The 30th anniversary edition of a contemporary masterpiece, a visual and narrative exploration of the artist and activist Derek Jarman's singular, paradisiacal garden which he tended throughout his illness, set in a most inhospitable place. "Paradise haunts gardens," writes Derek Jarman, "and it haunts mine." Before his death, Jarman's public image was as a filmmaker of genius, whose work, dwelling on themes of sexuality and violence, became a byword for controversy. But the private man was the creator of his own garden-paradise in an environment that many might think was more of a hell than a heaven--in the flat, bleak, often desolate expanse of shingle that faces the nuclear power station in Dungeness, Kent. Jarman, a passionate gardener from childhood, combined his painter's eye, his horticultural expertise, and his ecological convictions to produce a landscape that combined the flints, shells, and driftwood of Dungeness; sculptures made from stones, old tools, and found objects; the area's indigenous plants; and shrubs and flowers introduced by Jarman himself.

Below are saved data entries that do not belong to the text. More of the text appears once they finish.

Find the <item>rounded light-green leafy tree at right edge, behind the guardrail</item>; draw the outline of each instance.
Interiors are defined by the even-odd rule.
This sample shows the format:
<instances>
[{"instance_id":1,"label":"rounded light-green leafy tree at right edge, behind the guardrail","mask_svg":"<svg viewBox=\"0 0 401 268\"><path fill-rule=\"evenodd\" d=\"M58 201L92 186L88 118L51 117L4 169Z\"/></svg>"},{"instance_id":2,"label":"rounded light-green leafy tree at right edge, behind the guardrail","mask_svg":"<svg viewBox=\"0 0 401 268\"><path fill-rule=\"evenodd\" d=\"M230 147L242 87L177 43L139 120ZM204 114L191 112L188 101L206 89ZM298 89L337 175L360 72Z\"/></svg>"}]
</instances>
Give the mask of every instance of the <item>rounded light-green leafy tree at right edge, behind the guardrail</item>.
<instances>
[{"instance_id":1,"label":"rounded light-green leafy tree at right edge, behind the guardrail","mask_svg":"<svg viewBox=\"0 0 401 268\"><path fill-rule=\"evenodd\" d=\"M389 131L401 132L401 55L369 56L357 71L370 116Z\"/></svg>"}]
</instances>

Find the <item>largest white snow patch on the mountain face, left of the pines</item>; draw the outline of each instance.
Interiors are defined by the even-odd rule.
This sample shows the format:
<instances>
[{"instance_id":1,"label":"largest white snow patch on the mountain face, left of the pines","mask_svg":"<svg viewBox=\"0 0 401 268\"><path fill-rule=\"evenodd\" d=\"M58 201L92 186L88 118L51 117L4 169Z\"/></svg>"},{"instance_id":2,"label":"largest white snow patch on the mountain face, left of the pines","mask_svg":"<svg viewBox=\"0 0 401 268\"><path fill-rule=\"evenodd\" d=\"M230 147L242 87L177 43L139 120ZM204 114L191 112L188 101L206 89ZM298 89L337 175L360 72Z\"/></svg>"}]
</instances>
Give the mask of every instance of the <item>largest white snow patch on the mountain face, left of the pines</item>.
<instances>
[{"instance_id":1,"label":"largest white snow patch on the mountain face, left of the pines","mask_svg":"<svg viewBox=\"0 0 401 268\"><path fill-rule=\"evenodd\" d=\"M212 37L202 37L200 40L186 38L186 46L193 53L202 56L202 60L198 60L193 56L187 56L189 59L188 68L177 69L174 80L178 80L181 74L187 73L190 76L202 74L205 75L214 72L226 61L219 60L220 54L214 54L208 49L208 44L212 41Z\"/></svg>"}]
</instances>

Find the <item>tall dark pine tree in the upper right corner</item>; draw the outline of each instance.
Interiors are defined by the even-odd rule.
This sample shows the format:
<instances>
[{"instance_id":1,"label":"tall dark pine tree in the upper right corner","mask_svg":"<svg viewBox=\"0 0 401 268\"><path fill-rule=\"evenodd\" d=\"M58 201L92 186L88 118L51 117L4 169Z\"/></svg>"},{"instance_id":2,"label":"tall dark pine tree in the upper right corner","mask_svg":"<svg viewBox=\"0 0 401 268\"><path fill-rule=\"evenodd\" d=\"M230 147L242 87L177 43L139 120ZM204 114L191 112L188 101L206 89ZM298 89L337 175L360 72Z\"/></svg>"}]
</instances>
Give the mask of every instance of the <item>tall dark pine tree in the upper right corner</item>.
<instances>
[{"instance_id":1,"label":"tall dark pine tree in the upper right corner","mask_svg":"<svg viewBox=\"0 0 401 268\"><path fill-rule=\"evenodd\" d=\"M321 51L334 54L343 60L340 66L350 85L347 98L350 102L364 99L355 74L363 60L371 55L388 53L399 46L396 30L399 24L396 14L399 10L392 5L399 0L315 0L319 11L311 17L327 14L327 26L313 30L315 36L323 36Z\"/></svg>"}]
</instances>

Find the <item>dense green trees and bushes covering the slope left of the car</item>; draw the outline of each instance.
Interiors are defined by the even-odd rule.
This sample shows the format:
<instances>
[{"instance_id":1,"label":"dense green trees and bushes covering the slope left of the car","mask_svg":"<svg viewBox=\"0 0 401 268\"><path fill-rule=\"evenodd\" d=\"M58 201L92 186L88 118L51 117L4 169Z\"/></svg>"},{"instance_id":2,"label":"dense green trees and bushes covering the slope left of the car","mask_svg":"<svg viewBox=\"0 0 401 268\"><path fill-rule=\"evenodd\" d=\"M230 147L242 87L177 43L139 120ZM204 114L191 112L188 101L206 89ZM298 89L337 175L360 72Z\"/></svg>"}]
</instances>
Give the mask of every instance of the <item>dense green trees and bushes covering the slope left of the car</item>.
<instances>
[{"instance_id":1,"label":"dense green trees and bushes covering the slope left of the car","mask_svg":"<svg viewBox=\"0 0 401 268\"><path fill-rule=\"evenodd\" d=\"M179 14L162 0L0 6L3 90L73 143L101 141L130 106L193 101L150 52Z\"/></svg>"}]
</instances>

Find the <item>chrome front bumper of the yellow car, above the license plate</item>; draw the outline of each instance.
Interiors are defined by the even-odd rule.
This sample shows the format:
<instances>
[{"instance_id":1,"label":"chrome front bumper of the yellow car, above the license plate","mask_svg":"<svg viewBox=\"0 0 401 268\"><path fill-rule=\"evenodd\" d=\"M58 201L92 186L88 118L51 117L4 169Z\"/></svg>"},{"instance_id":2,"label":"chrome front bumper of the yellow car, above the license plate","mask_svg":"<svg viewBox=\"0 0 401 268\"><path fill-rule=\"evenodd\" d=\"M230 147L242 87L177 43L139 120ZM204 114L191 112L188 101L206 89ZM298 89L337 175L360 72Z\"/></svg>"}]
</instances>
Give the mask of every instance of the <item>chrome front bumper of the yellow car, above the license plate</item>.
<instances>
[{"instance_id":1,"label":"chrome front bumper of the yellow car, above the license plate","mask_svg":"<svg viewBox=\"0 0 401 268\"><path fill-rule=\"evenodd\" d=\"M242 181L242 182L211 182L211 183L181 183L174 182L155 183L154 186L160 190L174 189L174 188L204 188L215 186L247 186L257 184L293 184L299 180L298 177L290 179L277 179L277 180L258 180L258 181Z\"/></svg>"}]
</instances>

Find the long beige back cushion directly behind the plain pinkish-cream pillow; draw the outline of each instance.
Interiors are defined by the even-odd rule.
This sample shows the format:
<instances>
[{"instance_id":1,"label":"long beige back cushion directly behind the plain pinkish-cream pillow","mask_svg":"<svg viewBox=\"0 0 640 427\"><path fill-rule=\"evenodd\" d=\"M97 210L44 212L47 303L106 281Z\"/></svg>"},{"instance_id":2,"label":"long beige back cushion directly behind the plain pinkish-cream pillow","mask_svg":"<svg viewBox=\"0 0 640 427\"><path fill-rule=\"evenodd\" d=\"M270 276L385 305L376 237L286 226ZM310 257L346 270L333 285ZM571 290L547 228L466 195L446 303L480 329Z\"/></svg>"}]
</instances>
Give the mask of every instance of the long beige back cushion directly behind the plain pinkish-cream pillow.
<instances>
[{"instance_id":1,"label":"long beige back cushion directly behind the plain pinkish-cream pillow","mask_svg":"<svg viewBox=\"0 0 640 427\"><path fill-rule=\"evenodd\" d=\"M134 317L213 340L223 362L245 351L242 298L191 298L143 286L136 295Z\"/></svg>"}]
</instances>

This book is Derek Jarman's own record of how this garden evolved, from its earliest beginnings in 1986 to 1994, the last year of his life. More than 150 photographs taken by his friend and photographer Howard Sooley capture the garden at all its different stages and at every season, images that reveal the garden's complex geometric plan, its magical stone circles, and beautiful and bizarre sculptures. We also catch glimpses of Jarman's life in Dungeness: walking, weeding, watering, enjoying life.
Derek Jarman's Garden is the last book Jarman ever wrote. Like the garden itself, it remains as a fitting memorial to a brilliant and greatly loved artist who, against all odds, made a breathtakingly beautiful garden in the most inhospitable of places. For both gardeners and the legions of admirers of this extraordinary man, this 30th anniversary edition, with a foreword by Jamaica Kincaid, marks three decades of the book as a gardening classic, and the ongoing impact of Jarman's transformative garden, proof of the garden as a space not just of retreat but of ideas, philosophy, and myth.